Schließlich sprach er.
„Ich bringe Sie zum Standesamt, um Ihre Unterlagen zu sortieren.“
„Herr Evan, das wird nicht nötig sein. Ich kann meinen eigenen Weg finden.“
Evans Gesicht verfinsterte sich.
„Wie du willst.“
Er hatte ihr einen Ausweg angeboten, aber sie musste sich einfach großspurig aufführen.
Wenn er ihr in den harten Jahren, die sie durchgemacht hatte, nicht etwas Nachsicht gelassen hätte, hätte er sich überhaupt nicht um sie gekümmert.
In der Schule fand Sierra schnell das Sekretariat und erledigte ihre Anmeldeunterlagen.
Dann fragte sie nach etwas noch Wichtigerem.
Sie wollte ihr Hauptfach wechseln.
Sie hatte erwartet, dass es viel Ärger geben würde.
Aber seltsamerweise wurde es fast sofort bearbeitet.
Vielleicht hatte die Familie Xander ein gutes Wort für sie eingelegt.
Oder vielleicht lag es daran, dass sie zuvor bereits Biochemie als Nebenfach studiert hatte.
Wie dem auch sei, sie war wieder dort, wo sie hingehörte.

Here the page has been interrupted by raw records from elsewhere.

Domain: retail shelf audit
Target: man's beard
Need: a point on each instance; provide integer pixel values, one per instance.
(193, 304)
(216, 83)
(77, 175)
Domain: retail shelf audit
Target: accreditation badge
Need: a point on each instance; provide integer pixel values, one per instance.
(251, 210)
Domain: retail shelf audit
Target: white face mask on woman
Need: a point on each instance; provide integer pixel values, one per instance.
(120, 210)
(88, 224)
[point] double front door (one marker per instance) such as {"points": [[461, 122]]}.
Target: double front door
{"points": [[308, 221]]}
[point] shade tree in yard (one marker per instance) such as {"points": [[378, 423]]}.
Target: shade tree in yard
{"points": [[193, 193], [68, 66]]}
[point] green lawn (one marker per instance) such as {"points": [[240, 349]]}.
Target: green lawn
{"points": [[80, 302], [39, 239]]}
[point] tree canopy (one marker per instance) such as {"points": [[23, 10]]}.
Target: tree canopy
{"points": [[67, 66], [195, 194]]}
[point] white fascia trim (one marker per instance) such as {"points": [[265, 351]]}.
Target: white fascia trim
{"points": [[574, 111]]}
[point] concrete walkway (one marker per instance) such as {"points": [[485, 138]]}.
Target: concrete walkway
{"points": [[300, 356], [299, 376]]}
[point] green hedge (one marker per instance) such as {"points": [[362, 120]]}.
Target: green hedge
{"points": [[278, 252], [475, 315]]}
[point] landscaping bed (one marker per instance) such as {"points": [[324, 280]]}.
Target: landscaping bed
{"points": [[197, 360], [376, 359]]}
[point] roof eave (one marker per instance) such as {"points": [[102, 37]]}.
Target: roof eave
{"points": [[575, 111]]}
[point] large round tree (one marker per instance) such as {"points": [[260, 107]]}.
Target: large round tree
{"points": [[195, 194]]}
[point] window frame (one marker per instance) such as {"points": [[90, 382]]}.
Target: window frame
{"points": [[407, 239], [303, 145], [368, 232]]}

Zum ersten Mal seit Jahren lächelte Sierra – ein echtes, aufrichtiges Lächeln.
Sie hatte Geld.
Sie hatte ihr Hauptfach zurück.
Endlich ging es bergauf.
Doch ihr Glück währte kaum eine Stunde.
Denn als sie ihr Abteilungsbüro betrat, sah sie zwei vertraute Gesichter, die auf sie warteten.
Evan und Denise.
Evan runzelte die Stirn. „Warst du nicht in der Literaturabteilung? Was machst du hier?“
Also, was war es?
War sie seinetwegen hier?
War das alles ein Plan, um seine Aufmerksamkeit zu erregen?